What’s more, INFPs remember occasions pretty well — their friends’ birthdays, memorable dates, and even the wedding anniversaries of other people.

As long as the situation appeals and matters to them, an INFP will start to subconsciously draw a picture or even create a movie of that memory in their mind.

This is why it’s hard to fabricate stories when talking to these Dreamers. They paint the images of your words as you speak, store them in their memory archives, and will detect any incoherence easily.

In addition to this, once INFPs get enough exposure to a skill numerous times, the experiential memory sinks in and they start to move with precision. As Si-users, their old habits die hard, so whenever they solve a problem, you can catch them re-doing the past solutions that worked.

In these cases, INFPs are not forgetful at all.

You may be interested: 15 Things To Describe What It’s Like To Be An INFP

INFPs as Forgetful and Floaty Dreamers

Now we’re done with how INFPs remember events and details pretty well. Let’s proceed to how they become the most forgetful daydreamers you might have ever seen.

Remember, Se is responsible for the experiences in the tangible world. It’s focused on what happens in the now.

So having Se in the 7th cognitive spot, it becomes a Trickster function or a Blindspot to INFPs. This is why despite INFPs trying hard to get in touch with their physical environment, they still seem to subconsciously detach from it, with their minds drifting back to their inner world.

Long story short, Se-blindspot makes INFPs unaware of their physical surroundings.

Se Blindspot explains why INFPs bump their heads, trip, or get lost in a place they’ve gone to 7 times.

As an INFP, I would be the worst witness to a crime because most likely, I wouldn’t be able to describe the man’s face or state the color of the shirt he’s wearing (well, unless I intentionally and actively focused on it.)

That said, INFPs become forgetful because they struggle to pay attention to their physical environment. For them, it’s difficult to remember unnecessary details, especially if it doesn’t interest them.

So, to mundane and unexciting activities, you can expect INFPs to forget them rather quickly.

How to Reduce INFP Forgetfulness

Now, INFPs seem forgetful because they have less attention focused on their surroundings. To avoid these, here are some tips to fix it.

1. Build habits of keeping your belongings in one place.

INFPs are prone to misplacing their keys, phones, and other important gadgets. To avoid this, designate one specific place where you keep your belongings. 

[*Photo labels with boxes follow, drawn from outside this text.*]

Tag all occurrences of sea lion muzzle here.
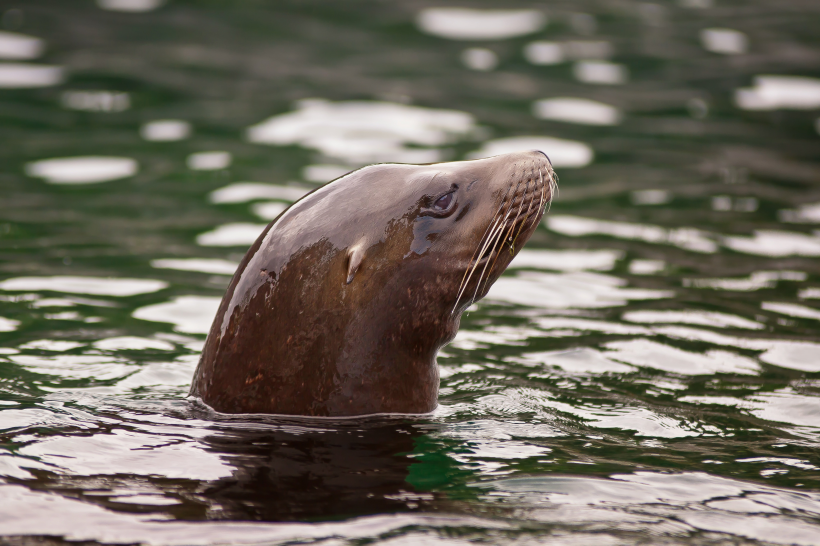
[191,151,556,416]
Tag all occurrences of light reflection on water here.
[0,0,820,544]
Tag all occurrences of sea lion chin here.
[191,151,556,416]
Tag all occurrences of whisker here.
[472,173,529,302]
[450,177,512,315]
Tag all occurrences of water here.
[0,0,820,544]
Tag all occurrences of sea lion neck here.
[191,152,553,416]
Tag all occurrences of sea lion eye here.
[433,192,453,211]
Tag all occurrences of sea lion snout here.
[191,150,556,416]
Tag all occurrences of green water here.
[0,0,820,544]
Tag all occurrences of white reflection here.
[475,470,820,546]
[132,296,221,334]
[94,336,175,351]
[653,326,820,372]
[0,30,46,60]
[20,339,85,353]
[547,215,718,254]
[247,99,475,164]
[487,271,674,309]
[97,0,165,13]
[19,428,232,478]
[515,347,635,374]
[700,28,749,55]
[723,230,820,257]
[777,203,820,224]
[416,8,547,40]
[534,317,653,337]
[26,156,137,184]
[712,195,758,212]
[302,164,350,184]
[461,47,498,72]
[564,40,612,60]
[0,317,20,332]
[604,339,760,375]
[683,270,807,292]
[112,354,199,388]
[760,301,820,320]
[449,326,542,351]
[251,201,288,220]
[629,260,666,275]
[208,182,313,203]
[629,190,672,205]
[0,63,65,89]
[140,119,191,142]
[742,388,820,428]
[533,97,621,125]
[509,248,623,271]
[8,355,139,381]
[0,484,496,546]
[572,61,629,85]
[623,310,765,330]
[524,42,564,66]
[735,76,820,110]
[797,286,820,300]
[0,276,168,296]
[196,223,267,246]
[151,258,239,275]
[678,0,714,9]
[468,136,594,167]
[60,91,131,112]
[185,151,232,171]
[542,398,700,438]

From my experience, my phone always lands on the same exact spot on my bed, or on my table. It becomes a habit. If I catch myself placing it in a different spot, I grab it immediately and place it where it’s supposed to be.

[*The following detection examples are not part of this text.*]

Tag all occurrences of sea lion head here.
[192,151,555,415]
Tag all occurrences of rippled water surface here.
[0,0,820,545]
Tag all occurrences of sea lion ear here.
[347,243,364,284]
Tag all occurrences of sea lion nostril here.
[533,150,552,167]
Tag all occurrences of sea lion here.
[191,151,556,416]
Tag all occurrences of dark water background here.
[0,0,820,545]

2. Create a mental checklist.

Make a habit of creating a mental checklist to make sure you’re not missing anything. As for me, here are my checklists, that soon became my habits to avoid being forgetful:

  • Before leaving the place I stood at or sat on, I double-check it to see if I left any of my belongings.
  • I have a mental checklist of what to bring every day. For example, I tell myself, “Before I leave my home, I must bring these 5 things: ID, keys, water jug, cards, and cash.” I can forget everything else, but never these five items (because I will not survive the day without these. Lol.)

3. Write notes.

“I don’t have to write it, I’ll remember it.” 

Lol, please no.

With all the rackets happening in your daily life, you have to put them into writing, and add detailed descriptions. This helps you remember the exact thoughts you had at that moment.

4. Improve your Se function

Forgetfulness is associated with INFPs’ detachment from their physical surroundings. To live more in the moment, I wrote another blog post about the INFP blindspot and how to improve INFP’s Se function.

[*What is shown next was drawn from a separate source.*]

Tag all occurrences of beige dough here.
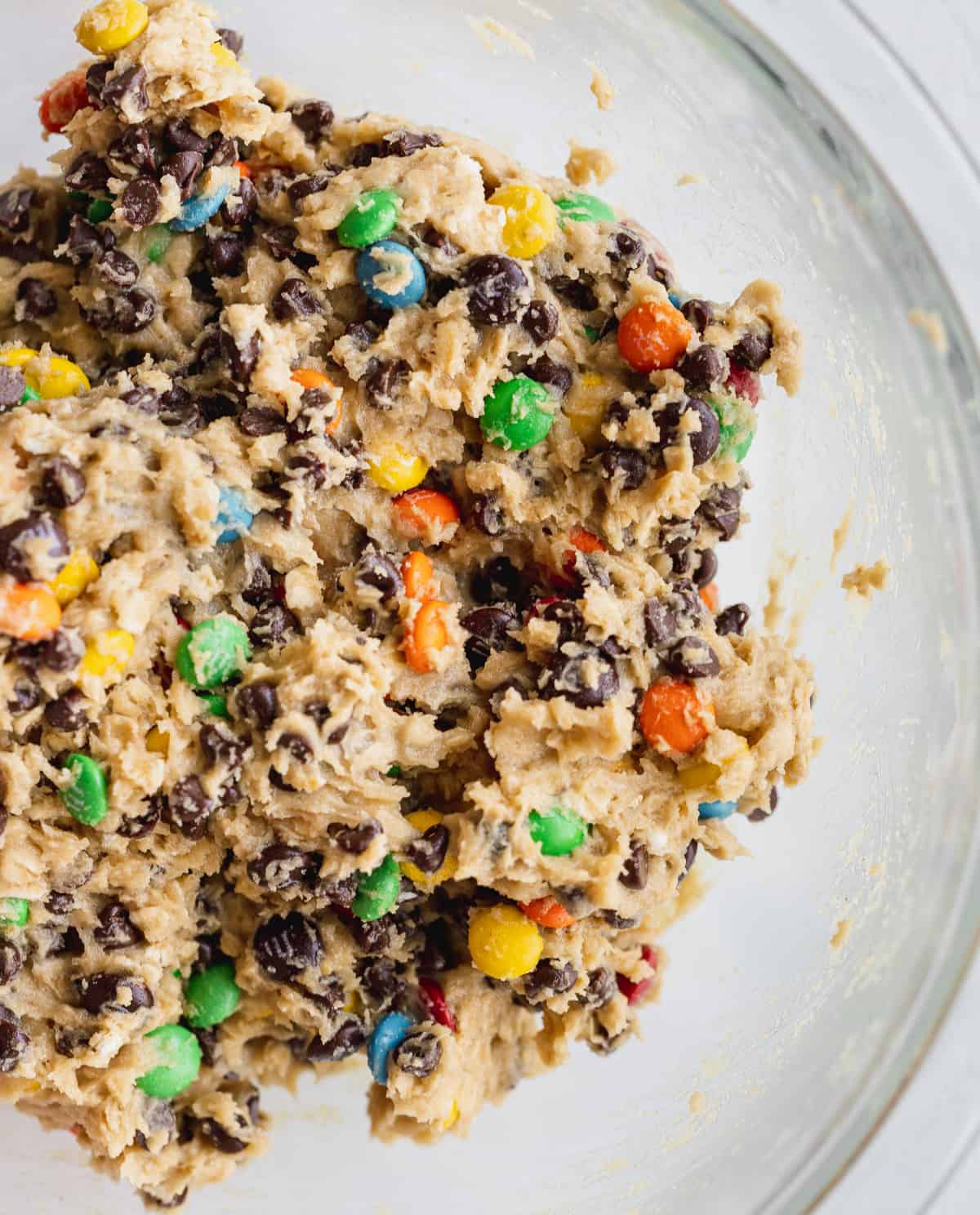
[0,0,812,1205]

All in all, forgetfulness is something that INFPs may dwell on a lot of times. Although it’s a normal part of who they are, we can also improve this aspect by being more in touch with our surroundings.

On contrary, INFPs’ strong memory is also their strength. They are able to remember important details and specific events for a long time and use them as inspiration for their ventures. This helps them to be good at keeping track of their own lives and also the lives of others.